Pulitzer-prize winning Wall Street Journal columnist Bret Stephens launched an uncharacteristically vicious attack against Donald Trump and the voters who support him on Tuesday, calling Trump a “demagogue” who appeals to the “vulgarians” among us.
In a faint echo of Bertolt Brecht (“To dissolve the people./And elect another?”), Stephens adds an elitist twist: “The leader isn’t the problem. The people are. It takes the demos to make the demagogue.”
Stephens’s attitude reminded me of a children’s story that is one of my three-year-old’s favorites: The Paper Bag Princess, by Robert Munsch.
In it, a princess is attacked by a dragon who scorches her clothes and kidnaps her prince. When she rescues her beau from the dragon’s lair, wearing only a paper bag, the ungrateful prince greets her by criticizing her appearance, saying she looks nothing like a princess. She dumps him and lives happily ever after.
Next Wednesday at 1:00 p.m. EDT, Trump will address a rally against the Iran deal (of which Stephens has been one of the most vehement and insightful opponents).
The rally is not being organized by GOP, but by the Tea Party Patriots. It will also feature Sen. Ted Cruz (R-TX) among a variety of speakers whose core audience is the conservative base–the “vulgarians,” in other words, and those the Journal‘s editorial page occasionally disparages as “Hobbits.”
Who is not organizing popular opposition to the Iran deal? Majority Leader Mitch McConnell, who has refused thus far to submit the Iran deal to the Senate as a treaty, where it would fail to achieve a two-thirds majority, showing all that it is not legally binding on the United States.
Also absent is Sen. Bob Corker (R-TN), whose bill attempted, but failed, to achieve a modicum of congressional review of the Iran deal, and who has now all but given up the fight.
As one Democrat after another comes forward to support the Iran deal, even after revelations about confidential side agreements between Iran and the International Atomic Energy Agency that destroy whatever credibility the Vienna agreement had, it is clear that Obama’s looming political victory is not just a matter of Democrats’ party discipline, but also of Republicans’ gutless opposition in Washington. (State leaders have shown considerably greater courage.)

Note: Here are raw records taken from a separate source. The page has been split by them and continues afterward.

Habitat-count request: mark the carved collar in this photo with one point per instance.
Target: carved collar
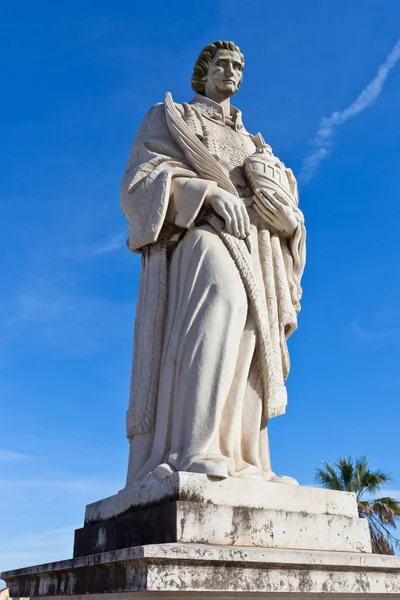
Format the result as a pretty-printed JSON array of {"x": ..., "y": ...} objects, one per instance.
[{"x": 214, "y": 111}]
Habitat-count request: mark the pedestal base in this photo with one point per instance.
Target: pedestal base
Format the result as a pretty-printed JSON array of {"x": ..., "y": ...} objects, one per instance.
[
  {"x": 186, "y": 536},
  {"x": 188, "y": 571}
]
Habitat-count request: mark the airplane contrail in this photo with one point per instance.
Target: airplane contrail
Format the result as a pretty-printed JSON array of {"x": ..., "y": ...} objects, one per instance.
[{"x": 323, "y": 141}]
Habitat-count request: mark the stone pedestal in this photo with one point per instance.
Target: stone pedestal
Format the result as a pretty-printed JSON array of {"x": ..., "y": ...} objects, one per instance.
[{"x": 187, "y": 536}]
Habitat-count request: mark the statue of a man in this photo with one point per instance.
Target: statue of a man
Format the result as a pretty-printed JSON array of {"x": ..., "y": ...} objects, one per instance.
[{"x": 214, "y": 215}]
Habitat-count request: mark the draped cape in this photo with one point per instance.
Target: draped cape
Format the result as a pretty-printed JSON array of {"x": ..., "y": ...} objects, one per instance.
[{"x": 270, "y": 266}]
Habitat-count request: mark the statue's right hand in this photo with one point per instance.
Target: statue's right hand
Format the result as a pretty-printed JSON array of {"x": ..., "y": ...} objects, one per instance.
[{"x": 232, "y": 210}]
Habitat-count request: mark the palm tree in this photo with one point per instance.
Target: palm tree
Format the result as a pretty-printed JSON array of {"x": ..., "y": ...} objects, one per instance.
[{"x": 348, "y": 475}]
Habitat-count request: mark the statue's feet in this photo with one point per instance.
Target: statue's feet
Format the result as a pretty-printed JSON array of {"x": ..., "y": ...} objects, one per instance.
[
  {"x": 162, "y": 470},
  {"x": 211, "y": 467},
  {"x": 273, "y": 478}
]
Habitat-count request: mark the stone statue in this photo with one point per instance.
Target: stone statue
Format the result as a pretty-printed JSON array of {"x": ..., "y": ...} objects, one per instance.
[{"x": 215, "y": 217}]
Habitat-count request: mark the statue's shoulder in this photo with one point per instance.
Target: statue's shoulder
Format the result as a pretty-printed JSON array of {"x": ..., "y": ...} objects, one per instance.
[{"x": 155, "y": 116}]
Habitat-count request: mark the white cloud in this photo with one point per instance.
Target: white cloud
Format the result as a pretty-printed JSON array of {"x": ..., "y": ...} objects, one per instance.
[
  {"x": 384, "y": 324},
  {"x": 115, "y": 242},
  {"x": 323, "y": 141},
  {"x": 7, "y": 456},
  {"x": 88, "y": 251},
  {"x": 36, "y": 547}
]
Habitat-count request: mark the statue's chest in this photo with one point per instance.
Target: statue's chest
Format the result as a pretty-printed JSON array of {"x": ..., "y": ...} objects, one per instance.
[{"x": 232, "y": 147}]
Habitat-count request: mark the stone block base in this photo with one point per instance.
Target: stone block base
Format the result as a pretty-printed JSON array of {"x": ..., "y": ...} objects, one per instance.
[
  {"x": 183, "y": 571},
  {"x": 192, "y": 522}
]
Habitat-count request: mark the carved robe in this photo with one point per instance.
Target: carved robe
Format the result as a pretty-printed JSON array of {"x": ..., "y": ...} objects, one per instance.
[{"x": 213, "y": 315}]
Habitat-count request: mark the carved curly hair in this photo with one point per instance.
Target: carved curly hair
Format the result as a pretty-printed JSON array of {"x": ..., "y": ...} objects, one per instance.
[{"x": 205, "y": 57}]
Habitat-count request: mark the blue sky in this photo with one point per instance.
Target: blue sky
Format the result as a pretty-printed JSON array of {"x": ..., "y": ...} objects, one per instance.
[{"x": 77, "y": 79}]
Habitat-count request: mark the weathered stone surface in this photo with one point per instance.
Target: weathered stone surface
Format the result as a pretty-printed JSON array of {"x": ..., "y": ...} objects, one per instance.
[
  {"x": 193, "y": 487},
  {"x": 192, "y": 522},
  {"x": 220, "y": 572}
]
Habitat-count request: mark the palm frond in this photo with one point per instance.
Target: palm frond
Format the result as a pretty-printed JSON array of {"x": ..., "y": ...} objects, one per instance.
[
  {"x": 387, "y": 510},
  {"x": 381, "y": 513},
  {"x": 347, "y": 473}
]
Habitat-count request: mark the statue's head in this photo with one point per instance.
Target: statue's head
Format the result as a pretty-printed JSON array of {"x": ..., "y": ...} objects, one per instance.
[{"x": 218, "y": 71}]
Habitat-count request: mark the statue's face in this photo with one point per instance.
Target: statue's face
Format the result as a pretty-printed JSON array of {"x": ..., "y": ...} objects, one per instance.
[{"x": 224, "y": 75}]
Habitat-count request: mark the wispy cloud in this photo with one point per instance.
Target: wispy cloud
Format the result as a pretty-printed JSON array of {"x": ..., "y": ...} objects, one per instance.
[
  {"x": 37, "y": 547},
  {"x": 57, "y": 314},
  {"x": 382, "y": 325},
  {"x": 89, "y": 251},
  {"x": 115, "y": 242},
  {"x": 322, "y": 143},
  {"x": 10, "y": 456}
]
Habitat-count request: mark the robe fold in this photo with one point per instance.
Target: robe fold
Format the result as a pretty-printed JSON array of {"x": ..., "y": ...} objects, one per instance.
[{"x": 210, "y": 356}]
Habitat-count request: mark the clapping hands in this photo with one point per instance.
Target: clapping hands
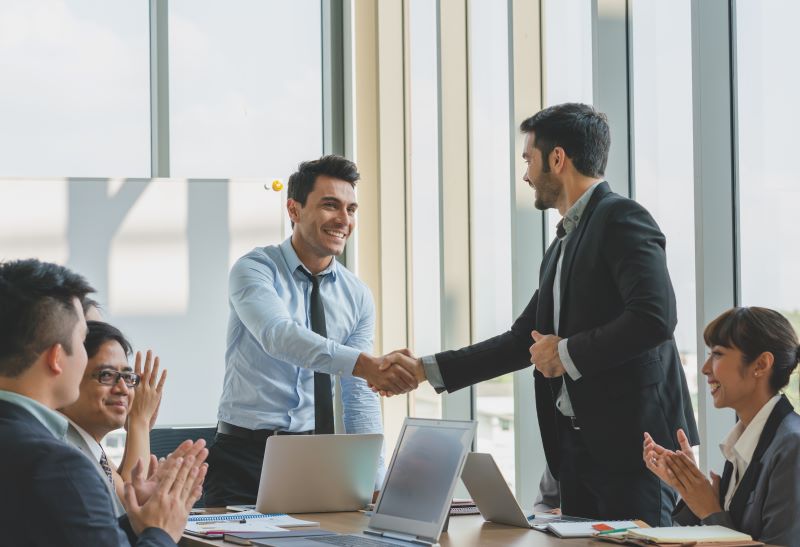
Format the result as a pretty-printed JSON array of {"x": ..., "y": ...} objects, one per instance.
[{"x": 679, "y": 470}]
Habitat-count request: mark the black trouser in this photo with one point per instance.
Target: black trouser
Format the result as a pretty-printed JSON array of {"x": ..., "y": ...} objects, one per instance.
[
  {"x": 234, "y": 470},
  {"x": 593, "y": 491}
]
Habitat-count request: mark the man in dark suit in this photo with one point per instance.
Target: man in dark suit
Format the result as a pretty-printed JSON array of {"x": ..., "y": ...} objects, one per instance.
[
  {"x": 51, "y": 493},
  {"x": 602, "y": 322}
]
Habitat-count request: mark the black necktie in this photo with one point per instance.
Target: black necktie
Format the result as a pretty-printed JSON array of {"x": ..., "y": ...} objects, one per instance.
[
  {"x": 323, "y": 399},
  {"x": 560, "y": 231},
  {"x": 106, "y": 467}
]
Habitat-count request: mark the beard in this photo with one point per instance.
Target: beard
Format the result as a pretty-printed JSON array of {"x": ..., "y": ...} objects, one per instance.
[{"x": 547, "y": 193}]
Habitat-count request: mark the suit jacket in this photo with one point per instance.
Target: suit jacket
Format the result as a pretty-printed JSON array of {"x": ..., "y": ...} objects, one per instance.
[
  {"x": 766, "y": 504},
  {"x": 76, "y": 439},
  {"x": 51, "y": 495},
  {"x": 618, "y": 312}
]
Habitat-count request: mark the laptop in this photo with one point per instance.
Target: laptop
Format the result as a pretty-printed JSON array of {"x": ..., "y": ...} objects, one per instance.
[
  {"x": 318, "y": 473},
  {"x": 491, "y": 494},
  {"x": 415, "y": 499}
]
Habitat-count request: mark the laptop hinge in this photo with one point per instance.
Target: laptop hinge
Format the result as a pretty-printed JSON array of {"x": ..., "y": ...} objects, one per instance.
[{"x": 402, "y": 537}]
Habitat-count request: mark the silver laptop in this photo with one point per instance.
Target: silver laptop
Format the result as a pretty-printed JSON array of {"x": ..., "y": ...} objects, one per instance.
[
  {"x": 416, "y": 494},
  {"x": 494, "y": 499},
  {"x": 318, "y": 473}
]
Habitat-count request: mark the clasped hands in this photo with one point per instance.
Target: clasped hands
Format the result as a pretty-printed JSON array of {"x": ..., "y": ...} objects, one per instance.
[
  {"x": 165, "y": 496},
  {"x": 394, "y": 373},
  {"x": 544, "y": 354},
  {"x": 680, "y": 471}
]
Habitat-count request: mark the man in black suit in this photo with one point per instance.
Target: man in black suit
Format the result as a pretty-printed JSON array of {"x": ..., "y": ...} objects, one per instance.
[
  {"x": 51, "y": 494},
  {"x": 602, "y": 322}
]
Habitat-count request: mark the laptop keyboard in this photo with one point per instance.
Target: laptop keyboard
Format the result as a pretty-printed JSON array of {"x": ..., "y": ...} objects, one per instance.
[{"x": 353, "y": 541}]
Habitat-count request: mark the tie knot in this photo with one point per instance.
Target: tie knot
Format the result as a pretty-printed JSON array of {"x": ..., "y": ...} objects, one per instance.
[
  {"x": 315, "y": 279},
  {"x": 560, "y": 231}
]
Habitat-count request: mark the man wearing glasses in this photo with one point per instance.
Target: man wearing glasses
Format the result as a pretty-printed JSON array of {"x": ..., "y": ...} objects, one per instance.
[{"x": 107, "y": 403}]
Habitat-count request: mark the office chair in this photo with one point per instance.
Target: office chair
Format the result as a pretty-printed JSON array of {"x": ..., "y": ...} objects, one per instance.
[{"x": 164, "y": 440}]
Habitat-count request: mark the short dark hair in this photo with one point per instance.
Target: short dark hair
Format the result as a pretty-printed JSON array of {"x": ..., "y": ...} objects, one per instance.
[
  {"x": 753, "y": 331},
  {"x": 99, "y": 333},
  {"x": 301, "y": 182},
  {"x": 36, "y": 311},
  {"x": 88, "y": 303},
  {"x": 579, "y": 129}
]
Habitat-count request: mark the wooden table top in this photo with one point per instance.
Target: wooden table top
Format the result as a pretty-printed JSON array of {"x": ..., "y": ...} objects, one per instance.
[{"x": 464, "y": 531}]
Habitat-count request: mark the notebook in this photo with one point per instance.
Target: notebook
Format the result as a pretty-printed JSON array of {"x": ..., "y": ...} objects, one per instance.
[
  {"x": 493, "y": 497},
  {"x": 415, "y": 499},
  {"x": 295, "y": 478},
  {"x": 247, "y": 521},
  {"x": 685, "y": 534},
  {"x": 589, "y": 528}
]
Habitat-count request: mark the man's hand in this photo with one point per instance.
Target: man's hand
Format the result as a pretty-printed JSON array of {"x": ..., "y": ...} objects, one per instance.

Trump has problems that may eventually catch up to him. But to compare him to Hugo Chávez–a hateful man who attempted a coup before turning to the ballot box–is worse than a stretch.
The Donald is no demagogue, at least on the Iran deal, where he avoided cheap promises of repeal in favor of a serious and pragmatic policy.
For now, Trump–and Cruz, who has championed state-based efforts to resist the Iran deal–are the only real resistance in town.
In reviewing Stephens’s excellent 2014 book, America in Retreat: The New Isolationism and the Coming Global Disorder, I noted that he “overestimates the strength of isolationism among grass roots conservatives….While Stephens’s colleagues at the Wall Street Journal editorial page disparage the ‘Hobbits‘ and ‘yahoos‘ of the hinterland, that periphery, ironically, is the most reliable constituency for Stephens’s internationalism.”
Now a politician has surged to the forefront who promises to “Make America Great Again,” partly by taking the fight to America’s enemies. Love him or hate him, Trump’s rise, and Kentucky Sen. Rand Paul’s decline, have demonstrated beyond doubt that conservative voters want a stronger military and a more assertive foreign policy.
Trump is the paper bag princess, and his “vulgarians” may be all that stand between western civilization and the abyss.